Look, I can blog from home as well. I'm unstoppable, at least until I get bored.
I've been reading Colin Camerer's Behavioral Game Theory, a book about which much could be said (and much of that much would be positive). In the middle, he writes, parenthetically: "(For example, about 80% of new restaurants fail within a year.)" Page 368, no citation, a fact that has just fallen out of the sky. It seems like I've seen variations on this statistic ever since I was a child. Camerer is a business economist, so maybe this does eminate out of a series of regular studies that are done and reported by restaurant-focused economists.
Still, I wonder if this number is really legit, or if it is like the idea that we only use 10% of our brains, a numerical urban legend. It is certainly not in line with my mental subjective probability when I see a new restaurant opening--I don't think, "4-1 odds it won't be hear in a year," or, at least, not unless I think the restaurant is based on some spectacularly doomed premise. Or, at the end of the year, I don't look back and review the wasteland of failed restaurants for that year and toast the lucky survivors.

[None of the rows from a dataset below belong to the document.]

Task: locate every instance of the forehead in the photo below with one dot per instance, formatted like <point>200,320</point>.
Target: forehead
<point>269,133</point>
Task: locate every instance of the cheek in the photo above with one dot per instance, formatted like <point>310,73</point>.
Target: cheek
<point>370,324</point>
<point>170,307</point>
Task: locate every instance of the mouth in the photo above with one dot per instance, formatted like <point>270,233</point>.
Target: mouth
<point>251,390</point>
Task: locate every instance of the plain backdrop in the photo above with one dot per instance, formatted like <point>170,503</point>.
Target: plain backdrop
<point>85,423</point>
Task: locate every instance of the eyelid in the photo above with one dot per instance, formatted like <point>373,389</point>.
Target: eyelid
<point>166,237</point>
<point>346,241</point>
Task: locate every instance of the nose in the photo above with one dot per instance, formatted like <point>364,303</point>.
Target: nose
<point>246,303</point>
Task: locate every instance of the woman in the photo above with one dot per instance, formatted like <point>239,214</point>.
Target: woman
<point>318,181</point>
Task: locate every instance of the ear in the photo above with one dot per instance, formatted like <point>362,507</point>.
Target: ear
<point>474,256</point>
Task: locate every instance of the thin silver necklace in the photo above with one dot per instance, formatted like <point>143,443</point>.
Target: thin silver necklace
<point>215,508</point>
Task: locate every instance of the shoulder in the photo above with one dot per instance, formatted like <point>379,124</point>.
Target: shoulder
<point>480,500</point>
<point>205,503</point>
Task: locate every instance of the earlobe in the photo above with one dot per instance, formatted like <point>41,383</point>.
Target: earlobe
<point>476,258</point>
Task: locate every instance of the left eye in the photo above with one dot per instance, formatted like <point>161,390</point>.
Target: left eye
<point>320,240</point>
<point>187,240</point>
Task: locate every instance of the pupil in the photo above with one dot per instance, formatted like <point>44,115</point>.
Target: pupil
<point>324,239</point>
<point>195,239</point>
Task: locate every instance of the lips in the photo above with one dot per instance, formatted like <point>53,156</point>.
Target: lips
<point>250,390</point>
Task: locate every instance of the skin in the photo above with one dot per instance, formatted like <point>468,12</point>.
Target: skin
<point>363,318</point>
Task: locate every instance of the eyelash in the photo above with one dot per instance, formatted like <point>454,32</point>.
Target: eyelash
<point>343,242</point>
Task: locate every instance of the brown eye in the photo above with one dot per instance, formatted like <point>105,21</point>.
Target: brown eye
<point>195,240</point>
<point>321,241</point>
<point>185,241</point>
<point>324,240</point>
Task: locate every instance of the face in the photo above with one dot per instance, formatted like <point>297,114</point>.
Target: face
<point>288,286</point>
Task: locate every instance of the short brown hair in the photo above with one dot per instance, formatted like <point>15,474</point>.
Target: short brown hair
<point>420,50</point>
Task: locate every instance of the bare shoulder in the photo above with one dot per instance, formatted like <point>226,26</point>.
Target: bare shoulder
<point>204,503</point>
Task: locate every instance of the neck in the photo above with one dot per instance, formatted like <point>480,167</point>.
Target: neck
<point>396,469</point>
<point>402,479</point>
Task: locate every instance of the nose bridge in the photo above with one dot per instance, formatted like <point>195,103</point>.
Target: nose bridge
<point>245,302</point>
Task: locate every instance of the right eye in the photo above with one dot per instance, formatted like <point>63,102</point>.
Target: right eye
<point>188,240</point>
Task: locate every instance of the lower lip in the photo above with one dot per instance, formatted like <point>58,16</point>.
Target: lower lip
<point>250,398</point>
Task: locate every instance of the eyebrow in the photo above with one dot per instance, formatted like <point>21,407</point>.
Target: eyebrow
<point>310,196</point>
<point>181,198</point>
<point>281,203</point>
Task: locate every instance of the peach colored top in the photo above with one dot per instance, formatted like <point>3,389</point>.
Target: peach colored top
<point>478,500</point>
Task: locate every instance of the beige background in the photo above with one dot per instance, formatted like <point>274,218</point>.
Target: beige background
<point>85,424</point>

If this fact really does have a basis in, well, fact, are restaurants that are part of franchises supposed to count toward this total? I would think that they must not, because I'm sure that franchises don't open with the idea that there is only a one in five chance they'll still be going in a year.
But, anyway, where does this number come from? How old is it? What is it based on? Is this too much to ask in a humble and nascent weblog?